CAS N° 10 — INTERACTIONS MÉDICAMENTEUSES

« Les plantes ne font pas de mal »

Madame H., 60 ans, porte une prothèse valvulaire mécanique cardiaque. Elle est traitée depuis trois ans par Coumadine (warfarine) 6 mg par jour en prévention des accidents thromboemboliques. Elle vient à la pharmacie aujourd’hui pour racheter du Mildac 600 mg, qui lui avait été conseillé le mois dernier par une officine du lieu de vacances où elle séjournait.

Peut-on délivrer ?

Non, car Mildac contient du millepertuis qui est une plante contre-indiquée en association avec les AVK.

ANALYSE DU CAS

Le millepertuis est une plante ayant un fort pouvoir inducteur enzymatique. L’induction enzymatique est un phénomène peu spécifique qui touche la majorité des enzymes hépatiques du CYP450. Ainsi, les AVK, qui sont en partie métabolisés par le CYP2C9, voient leur élimination accélérée lors d’une prise concomitante d’un inducteur.

Dans le cas de madame H., il faut donc craindre une baisse de la concentration plasmatique de son anticoagulant. Le risque est donc l’accident thromboembolique.
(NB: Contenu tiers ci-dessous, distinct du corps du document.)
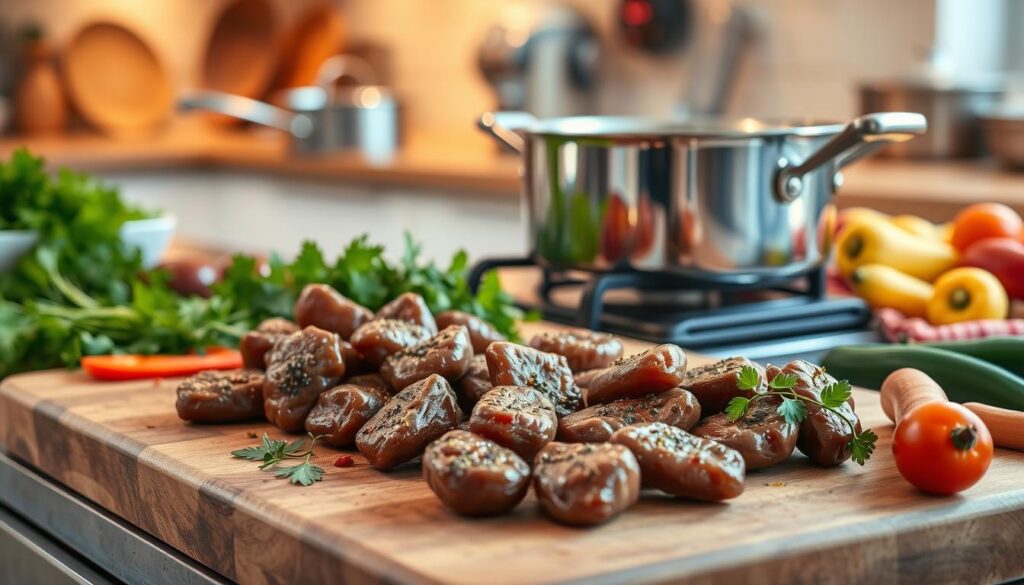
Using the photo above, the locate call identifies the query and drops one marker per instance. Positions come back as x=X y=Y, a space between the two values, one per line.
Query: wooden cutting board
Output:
x=121 y=446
L’induction enzymatique est un phénomène lent qui se met en place sur 2 ou 3 semaines. Dans la mesure où madame H. semble avoir commencé ce traitement il y a un mois, l’effet inducteur est possible.

ATTITUDE À ADOPTER

Un contrôle de l’INR doit être réalisé dans la journée. Le pharmacien appelle le prescripteur afin de gérer la surveillance de la patiente.
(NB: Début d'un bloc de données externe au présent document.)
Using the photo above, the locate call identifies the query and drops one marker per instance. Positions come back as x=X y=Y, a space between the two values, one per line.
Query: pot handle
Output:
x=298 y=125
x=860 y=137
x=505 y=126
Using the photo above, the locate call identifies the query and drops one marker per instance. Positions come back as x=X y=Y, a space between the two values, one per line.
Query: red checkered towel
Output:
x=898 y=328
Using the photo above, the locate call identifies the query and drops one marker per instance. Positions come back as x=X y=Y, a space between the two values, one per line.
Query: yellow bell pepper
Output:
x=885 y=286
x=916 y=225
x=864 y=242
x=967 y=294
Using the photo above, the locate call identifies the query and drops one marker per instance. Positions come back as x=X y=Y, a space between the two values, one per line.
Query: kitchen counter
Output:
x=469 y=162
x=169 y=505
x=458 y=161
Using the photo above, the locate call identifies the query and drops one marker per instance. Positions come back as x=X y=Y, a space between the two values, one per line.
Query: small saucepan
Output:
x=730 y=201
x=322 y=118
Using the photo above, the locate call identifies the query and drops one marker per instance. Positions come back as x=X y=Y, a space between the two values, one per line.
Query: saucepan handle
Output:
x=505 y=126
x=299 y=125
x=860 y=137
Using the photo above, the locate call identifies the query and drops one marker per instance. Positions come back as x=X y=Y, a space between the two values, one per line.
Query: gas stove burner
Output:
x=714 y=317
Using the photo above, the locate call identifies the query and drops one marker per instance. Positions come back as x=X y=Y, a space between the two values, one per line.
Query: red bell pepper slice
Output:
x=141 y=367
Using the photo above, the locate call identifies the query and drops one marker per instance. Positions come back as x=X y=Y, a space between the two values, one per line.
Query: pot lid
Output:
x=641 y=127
L’effet inducteur perdurera entre 2 et 3 semaines, au cours desquelles une surveillance accrue de l’INR devrait être proposée. Le médecin proposera un antidépresseur plus compatible avec son traitement AVK. A noter que l’interaction médicamenteuse AVK/ISRS engendre la majorité des accidents iatrogènes liés aux AVK (en nombre). Les ISRS sont hémorragipares.

CAS N° 11 — PROFILS PARTICULIERS

Médicament non identifié

Monsieur A., 57 ans, est traité par Préviscan (fluindione) depuis 10 ans pour une fibrillation auriculaire. Son traitement est bien équilibré. Il envisage de partir en voyage en Inde l’année prochaine et son médecin lui a prescrit dès à présent un vaccin contre l’hépatite A. Il vient donc à la pharmacie pour obtenir Havrix. C’est le médecin du travail qui fera l’injection.
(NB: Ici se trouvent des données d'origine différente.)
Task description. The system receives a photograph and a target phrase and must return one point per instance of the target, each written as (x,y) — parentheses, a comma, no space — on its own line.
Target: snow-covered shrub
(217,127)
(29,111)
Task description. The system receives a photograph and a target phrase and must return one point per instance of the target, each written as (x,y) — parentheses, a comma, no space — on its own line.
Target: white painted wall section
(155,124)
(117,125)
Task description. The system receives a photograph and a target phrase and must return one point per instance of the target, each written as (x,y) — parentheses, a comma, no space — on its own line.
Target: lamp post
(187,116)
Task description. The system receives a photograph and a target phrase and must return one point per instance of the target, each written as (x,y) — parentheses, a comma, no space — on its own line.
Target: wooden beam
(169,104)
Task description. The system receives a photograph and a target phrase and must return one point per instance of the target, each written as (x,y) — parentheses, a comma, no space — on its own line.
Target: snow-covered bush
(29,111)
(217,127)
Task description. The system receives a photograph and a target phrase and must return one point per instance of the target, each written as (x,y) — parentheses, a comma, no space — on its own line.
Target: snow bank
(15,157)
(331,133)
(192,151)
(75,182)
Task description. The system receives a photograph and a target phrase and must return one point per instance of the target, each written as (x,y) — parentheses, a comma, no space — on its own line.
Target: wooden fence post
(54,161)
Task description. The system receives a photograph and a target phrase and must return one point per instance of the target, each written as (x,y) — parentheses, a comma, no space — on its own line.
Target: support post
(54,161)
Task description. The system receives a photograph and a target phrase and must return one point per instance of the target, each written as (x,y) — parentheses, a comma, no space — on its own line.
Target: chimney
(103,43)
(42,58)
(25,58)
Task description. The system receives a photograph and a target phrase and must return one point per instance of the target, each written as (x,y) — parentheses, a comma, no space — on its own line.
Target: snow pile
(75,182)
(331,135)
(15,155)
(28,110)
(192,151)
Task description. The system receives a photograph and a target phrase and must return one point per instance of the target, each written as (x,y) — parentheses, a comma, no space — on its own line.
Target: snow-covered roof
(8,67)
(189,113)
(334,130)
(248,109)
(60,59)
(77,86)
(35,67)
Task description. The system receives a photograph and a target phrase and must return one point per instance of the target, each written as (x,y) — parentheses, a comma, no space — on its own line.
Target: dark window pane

M. A peut-il se faire vacciner par Havrix ?

Oui, cependant, tout acte invasif, dont la vaccination, est susceptible de provoquer un saignement majoré chez les patients sous AVK.

ANALYSE DU CAS

Le vaccin contre l’hépatite A s’administre selon un schéma en deux injections à 6 mois d’intervalle. Le mode d’administration recommandé est l’injection par voie intramusculaire dans le deltoïde, mais celle-ci est déconseillée chez les patients sous AVK en raison du risque hémorragique induit. Lorsqu’aucune autre voie n’est possible, la balance bénéfice/risque du traitement doit être réévaluée avec le prescripteur.

ATTITUDE À ADOPTER

Le pharmacien doit expliquer à monsieur A. que, en raison des AVK, la voie intramusculaire risque de provoquer des saignements. L’injection devra donc être réalisée par voie sous-cutanée, comme le préconise le RCP d’Havrix lorsque la voie habituelle d’administration est contre-indiquée. Il faudra que monsieur A. précise au médecin du travail qu’il est sous anticoagulant et que le vaccin doit être réalisé en sous-cutané.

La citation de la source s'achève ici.